Abstract

A controversial aspect of the closure history of the Iapetus Ocean concerns the existence of the Exploits basin in Ireland and Britain. The Exploits–Tetagouche back-arc basin of the Canadian Appalachians opened during the Middle Ordovician as the Popelogan–Victoria volcanic arc migrated northwards from the Ganderian margin. The Bellewstown Terrane, within the Iapetus suture zone of Ireland, lies between the Ganderian–Avalonian Leinster Terrane and the Laurentian Grangegeeth Terrane.
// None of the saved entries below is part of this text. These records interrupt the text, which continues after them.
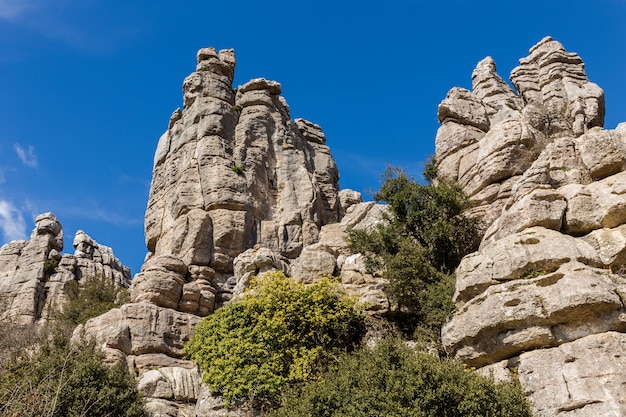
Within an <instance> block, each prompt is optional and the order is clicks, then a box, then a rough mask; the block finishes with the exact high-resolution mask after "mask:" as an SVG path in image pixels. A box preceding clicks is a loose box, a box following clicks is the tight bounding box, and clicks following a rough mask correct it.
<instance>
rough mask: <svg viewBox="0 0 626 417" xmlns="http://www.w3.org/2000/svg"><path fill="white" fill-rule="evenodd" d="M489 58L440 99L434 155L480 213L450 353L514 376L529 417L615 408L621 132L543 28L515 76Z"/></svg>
mask: <svg viewBox="0 0 626 417" xmlns="http://www.w3.org/2000/svg"><path fill="white" fill-rule="evenodd" d="M511 80H512V82H513V85H514V86H515V89H516V90H517V91H514V90H513V89H512V88H510V87H509V86H508V84H506V83H505V82H504V81H503V80H502V78H500V77H499V76H498V74H497V73H496V67H495V63H494V61H493V60H492V59H491V58H486V59H485V60H483V61H481V62H480V63H479V64H478V66H477V67H476V70H475V71H474V73H473V74H472V91H467V90H459V89H453V90H451V92H450V93H449V94H448V97H447V98H446V99H445V100H444V101H443V102H442V104H441V105H440V108H439V119H440V122H441V123H442V126H441V127H440V129H439V131H438V133H437V139H436V140H437V150H436V157H437V163H438V166H439V169H440V172H441V173H442V174H444V175H448V176H450V177H452V178H454V179H456V180H458V181H459V182H460V183H461V184H462V186H463V188H464V189H465V191H466V192H467V193H468V194H469V195H470V196H471V198H472V200H473V201H474V202H475V207H474V208H473V209H472V210H471V212H470V213H471V214H473V215H480V216H483V219H484V221H485V235H484V238H483V241H482V243H481V247H480V249H479V251H478V252H475V253H473V254H470V255H468V256H467V257H465V258H464V259H463V261H462V262H461V264H460V266H459V267H458V269H457V271H456V274H457V285H456V293H455V302H456V305H457V311H456V312H455V314H454V316H453V317H452V318H451V320H450V321H449V322H448V323H447V324H446V326H445V327H444V329H443V332H442V339H443V343H444V345H445V347H446V349H447V350H448V351H449V352H450V353H452V354H454V355H456V356H457V357H458V358H460V359H461V360H463V361H464V362H465V363H467V364H468V365H470V366H475V367H481V372H483V373H485V374H488V375H492V376H494V377H495V378H497V379H510V378H512V377H517V378H518V379H519V381H520V382H521V384H522V387H523V388H524V390H525V392H526V394H527V395H528V397H529V399H530V400H531V402H532V403H533V407H534V412H535V414H536V415H537V416H566V415H567V416H570V415H576V416H590V417H591V416H597V415H603V416H604V415H606V416H621V415H624V414H626V400H625V399H624V396H623V387H624V381H625V380H626V364H625V363H624V361H623V360H622V359H621V358H622V355H623V349H624V346H623V344H624V339H625V336H624V334H625V332H626V309H625V307H624V305H625V304H624V303H625V301H626V300H625V298H624V297H625V294H626V278H625V276H624V274H623V272H624V270H625V268H624V266H625V262H626V258H625V257H624V253H626V239H625V238H624V236H625V234H624V227H625V224H626V193H625V189H626V170H625V164H624V162H625V158H626V136H625V133H626V128H625V127H624V125H620V126H618V128H617V129H615V130H605V129H603V127H602V125H603V118H604V98H603V92H602V90H601V89H600V88H599V87H598V86H597V85H596V84H593V83H591V82H590V81H589V80H588V79H587V76H586V74H585V71H584V65H583V62H582V60H581V59H580V57H579V56H578V55H576V54H575V53H571V52H567V51H565V49H564V48H563V46H562V45H561V44H560V43H558V42H556V41H554V40H552V39H551V38H549V37H548V38H545V39H543V40H542V41H541V42H539V43H538V44H537V45H535V46H534V47H533V48H531V50H530V55H529V56H528V57H526V58H523V59H521V60H520V66H519V67H517V68H515V69H514V70H513V72H512V73H511Z"/></svg>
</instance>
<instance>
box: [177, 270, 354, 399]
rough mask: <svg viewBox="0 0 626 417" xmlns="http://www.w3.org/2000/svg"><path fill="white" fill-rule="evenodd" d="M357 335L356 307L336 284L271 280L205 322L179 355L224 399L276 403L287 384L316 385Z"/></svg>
mask: <svg viewBox="0 0 626 417" xmlns="http://www.w3.org/2000/svg"><path fill="white" fill-rule="evenodd" d="M363 333H364V319H363V316H362V315H361V314H360V313H359V312H358V311H357V309H356V305H355V301H354V300H353V299H352V298H350V297H348V296H347V295H345V294H344V293H343V292H341V291H340V290H339V288H338V287H337V285H336V284H335V283H333V282H331V281H330V280H329V279H324V280H322V281H320V282H318V283H315V284H311V285H308V286H305V285H304V284H302V283H298V282H296V281H294V280H293V279H291V278H287V277H285V276H284V274H283V273H282V272H276V273H270V274H266V275H264V276H263V277H261V278H256V279H255V280H253V282H252V285H251V287H250V289H249V290H248V291H246V293H245V294H244V296H243V298H242V299H240V300H236V301H232V302H230V303H229V304H227V305H226V306H225V307H223V308H221V309H219V310H217V311H216V312H215V314H213V315H210V316H208V317H206V318H204V319H203V320H202V322H201V323H200V324H199V325H198V327H197V330H196V334H195V335H194V336H193V337H192V338H191V340H190V341H189V342H188V343H187V345H186V346H185V352H186V353H187V357H188V358H189V359H191V360H193V361H195V362H197V363H198V364H199V366H200V369H201V370H202V371H203V379H204V381H205V382H207V383H208V384H209V386H210V387H211V389H212V390H214V391H216V392H219V393H221V394H223V395H224V396H225V397H226V398H227V399H230V400H232V399H252V400H259V401H268V402H270V403H275V402H277V401H278V400H279V398H280V396H281V393H282V391H283V390H284V389H285V388H286V387H287V386H288V385H289V384H293V383H298V382H302V381H306V380H310V379H312V378H315V377H316V376H317V375H318V374H319V373H320V372H322V371H324V370H326V369H327V368H328V366H329V365H330V364H332V363H333V362H334V361H335V358H336V357H337V356H338V355H339V354H340V353H342V352H344V351H349V350H352V349H353V348H354V347H355V346H356V345H357V344H358V343H359V342H360V339H361V337H362V335H363Z"/></svg>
An early Ordovician ‘Celtic’ shelly fauna is hosted in volcanogenic breccia that we demonstrate is stratigraphically overlain by shales with no volcanic horizons. The lower 24 m of shale are unfossiliferous, but shale above this stratigraphic level has yielded a new graptolite fauna consistent with the upper part of the artus Biozone (Darriwilian, c . 464 Ma). U–Pb zircon dating of the volcanic horizon yields an age of c . 474 Ma. The shale, therefore, appears to represent c . 10 myr of deposition and a significant gap in volcanism. This, together with a Sandbian Anglo-Welsh fauna, suggests that the Bellewstown Terrane remained in a peri-Gondwanan position throughout the Ordovician. Hence, Exploits back-arc basin opening and Ganderian arc migration did not occur in the Irish sector of Iapetus. Supplementary materials: The table of U–Pb zircon data, CL images of zircon grains, concordia plot of all U–Pb zircon analyses, and additional drawings and notes on the graptolite fauna are available at www.geolsoc.org.uk/SUP18858.